Jiang Cheng's fund quarterly report is released! The top ten major holdings remain unchanged, and a long-term optimistic view on the economic returns in China.
2025-01-21 16:29
Zhitongcaijing
On January 21st, Zhongtai Asset Management disclosed the fourth quarter report of the fund managed by its renowned fund manager Jiang Cheng in 2024.
On January 21, Zhongtai Asset Management disclosed the fourth quarter report for 2024 of its famous fund manager Jiang Cheng's managed fund. Taking Zhongtai Xingyuan Flexible Allocation Hybrid Fund managed by Jiang Cheng as an example, there were not many significant changes in the top ten stock holdings compared to the end of the third quarter of 2024, with only Hisense Video (600060.SH) exiting as a top holding and Yangnong Chemical becoming a new top holding at the end of the fourth quarter. Jiang Cheng pointed out that overall, there were no major changes in the portfolio, and the long-term optimistic view remained unchanged.

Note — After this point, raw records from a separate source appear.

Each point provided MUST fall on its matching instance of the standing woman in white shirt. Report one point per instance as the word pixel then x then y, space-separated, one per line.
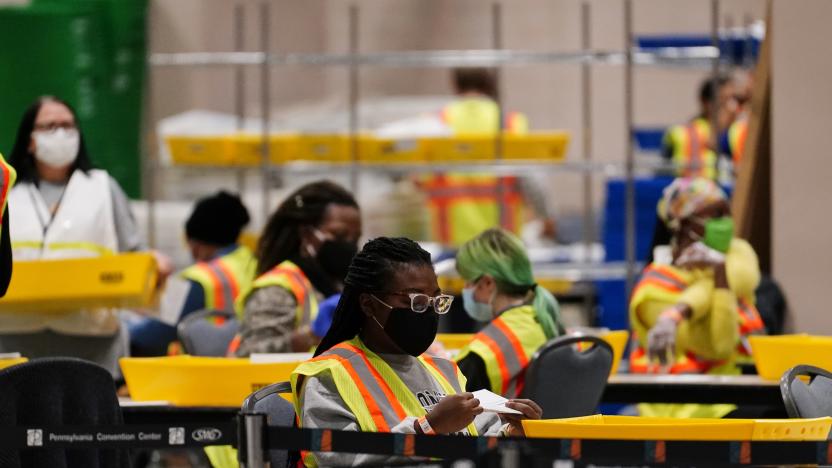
pixel 64 208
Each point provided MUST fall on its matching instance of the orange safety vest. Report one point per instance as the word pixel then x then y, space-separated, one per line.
pixel 462 206
pixel 737 136
pixel 290 277
pixel 692 153
pixel 664 279
pixel 372 390
pixel 506 345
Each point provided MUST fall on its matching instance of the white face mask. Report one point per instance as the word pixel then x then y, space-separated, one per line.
pixel 57 148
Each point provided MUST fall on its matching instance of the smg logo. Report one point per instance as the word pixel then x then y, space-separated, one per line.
pixel 206 434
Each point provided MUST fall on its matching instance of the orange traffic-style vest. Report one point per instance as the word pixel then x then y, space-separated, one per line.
pixel 662 279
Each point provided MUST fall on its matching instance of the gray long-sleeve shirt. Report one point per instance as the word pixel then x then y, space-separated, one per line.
pixel 322 407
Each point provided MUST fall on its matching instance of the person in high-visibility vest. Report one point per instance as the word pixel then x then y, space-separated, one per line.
pixel 7 178
pixel 690 147
pixel 521 316
pixel 463 205
pixel 302 257
pixel 223 269
pixel 693 308
pixel 62 207
pixel 370 372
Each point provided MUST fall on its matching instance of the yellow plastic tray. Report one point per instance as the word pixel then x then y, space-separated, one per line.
pixel 536 146
pixel 125 280
pixel 199 381
pixel 4 363
pixel 774 355
pixel 201 150
pixel 454 284
pixel 639 428
pixel 389 151
pixel 618 340
pixel 454 340
pixel 322 148
pixel 246 148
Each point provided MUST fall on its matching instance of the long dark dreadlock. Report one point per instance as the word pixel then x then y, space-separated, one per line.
pixel 369 272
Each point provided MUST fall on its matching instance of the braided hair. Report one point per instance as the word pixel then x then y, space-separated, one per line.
pixel 370 272
pixel 304 207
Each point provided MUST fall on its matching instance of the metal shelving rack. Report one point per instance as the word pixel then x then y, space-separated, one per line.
pixel 707 57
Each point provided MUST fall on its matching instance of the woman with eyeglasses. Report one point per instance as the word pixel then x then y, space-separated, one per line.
pixel 369 372
pixel 61 207
pixel 302 258
pixel 522 316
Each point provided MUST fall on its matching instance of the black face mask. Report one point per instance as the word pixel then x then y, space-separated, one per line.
pixel 412 332
pixel 335 256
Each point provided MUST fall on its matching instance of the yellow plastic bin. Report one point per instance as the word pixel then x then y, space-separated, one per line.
pixel 200 381
pixel 374 150
pixel 201 150
pixel 325 148
pixel 8 362
pixel 247 148
pixel 124 280
pixel 774 355
pixel 618 340
pixel 542 146
pixel 639 428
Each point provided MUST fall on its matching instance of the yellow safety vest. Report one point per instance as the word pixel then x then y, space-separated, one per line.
pixel 692 153
pixel 371 389
pixel 290 277
pixel 7 177
pixel 223 278
pixel 666 283
pixel 737 135
pixel 505 346
pixel 463 205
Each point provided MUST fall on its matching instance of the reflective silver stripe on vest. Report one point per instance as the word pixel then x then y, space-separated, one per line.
pixel 362 369
pixel 306 318
pixel 667 278
pixel 225 284
pixel 448 370
pixel 509 356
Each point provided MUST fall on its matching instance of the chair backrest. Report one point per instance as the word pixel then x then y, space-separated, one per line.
pixel 200 334
pixel 278 411
pixel 59 392
pixel 567 376
pixel 807 399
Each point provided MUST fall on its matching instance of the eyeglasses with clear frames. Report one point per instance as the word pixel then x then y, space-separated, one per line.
pixel 420 303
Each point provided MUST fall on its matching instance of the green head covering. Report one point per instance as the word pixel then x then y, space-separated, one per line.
pixel 501 255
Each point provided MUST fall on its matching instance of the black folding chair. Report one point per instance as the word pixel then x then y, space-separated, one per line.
pixel 278 411
pixel 200 335
pixel 59 392
pixel 567 376
pixel 807 392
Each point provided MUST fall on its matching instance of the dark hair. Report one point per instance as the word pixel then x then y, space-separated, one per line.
pixel 23 160
pixel 304 207
pixel 481 80
pixel 709 88
pixel 370 271
pixel 217 219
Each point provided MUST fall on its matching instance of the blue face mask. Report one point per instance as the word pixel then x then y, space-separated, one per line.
pixel 476 310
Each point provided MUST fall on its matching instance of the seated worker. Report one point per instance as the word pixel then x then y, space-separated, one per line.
pixel 369 373
pixel 521 316
pixel 302 257
pixel 691 312
pixel 222 270
pixel 690 147
pixel 463 205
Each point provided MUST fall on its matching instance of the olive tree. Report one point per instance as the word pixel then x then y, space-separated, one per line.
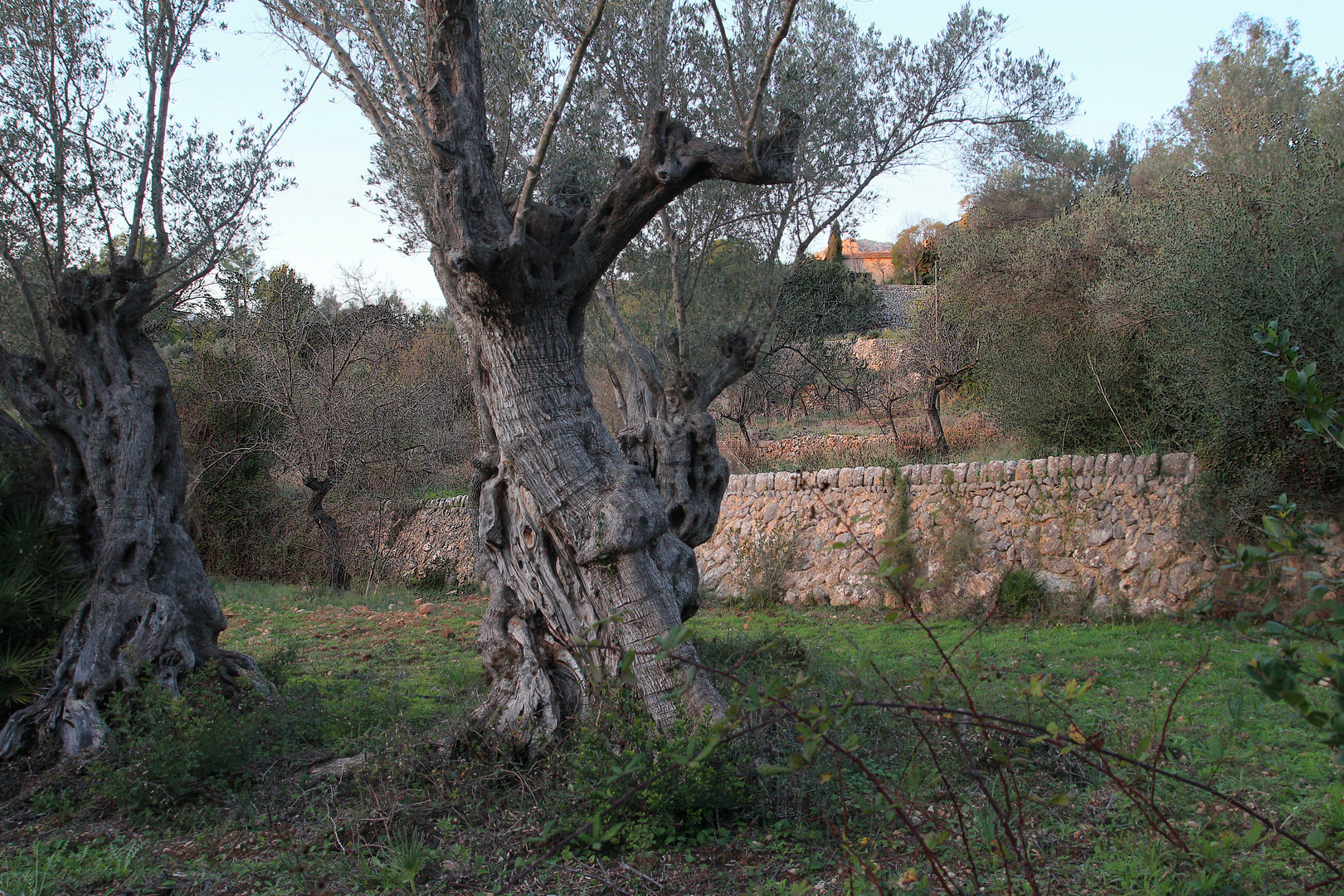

However, under the "fair value method," the fund's net asset value had declined somewhat.
As of the end of the reporting period, the net asset value per unit of Zhongtai Xingyuan Flexible Allocation Hybrid Fund Class A was 2.6517 yuan, with a growth rate of -2.91% during this reporting period, while the benchmark return rate during the same period was 0.14%. As of the end of the reporting period, the net asset value per unit of Zhongtai Xingyuan Flexible Allocation Hybrid Fund Class C was 2.6160 yuan, with a growth rate of -3.01% during this reporting period, while the benchmark return rate during the same period was 0.14%.
As of the end of the fourth quarter of 2024, stock investments accounted for 85.07% of the total assets of Zhongtai Xingyuan Flexible Allocation Hybrid Fund.
In terms of portfolio adjustments, the top ten holdings of Zhongtai Xingyuan Flexible Allocation Hybrid Fund at the end of the quarter were as follows: China Construction (601668.SH), Hualu Hengsheng (600426.SH), Sun Paper (002078.SZ), China Merchants Bank (600036.SH), Industrial and Commercial Bank of China (601398.SH), Jianfa Shares (600153.SH), Supor (002032.SZ), Poly Developments (600048.SH), Conch Cement (600585.SH), and Yangnong Chemical (600486.SH).
Jiang Cheng stated that the market in the fourth quarter showed overall volatility, with small and medium-sized stocks outperforming large-cap stocks. Industries related to artificial intelligence were relatively strong, while traditional industries such as pharmaceuticals, consumption, and real estate continued to decline. Compared to potential high returns, he preferred long-term high win rate, so there was a slight disadvantage in allocation.
With stimulus policies being introduced one after another, Jiang Cheng believed that it was necessary to pay extra attention to parts of the policies that had structural impacts on the long-term value of individual stocks, such as debt-to-equity measures, which were the most optimistic parts of the policy. Other long-term views remained unchanged: the resilience of the Chinese economy was sufficient, with a potential long-term return rate still leading among the world's major economies, the vast space for industrial structure upgrade, and equity assets benefiting from relatively lower valuations, ranking high in attractiveness among major global markets. Overall, the new information in the fourth quarter made the long-term judgment slightly more optimistic. As for when the countercyclical adjustment measures would show specific effects, it was not that important, as always, just reacting without predicting.
Not all stocks in the portfolio moved in the same direction, and the holding proportion of individual stocks was affected by their price movements. Therefore, the holdings of rising stocks would slightly decrease, while those of falling stocks would slightly increase. The final position and structure of the portfolio were thus formed by these "passive" operations stacking up.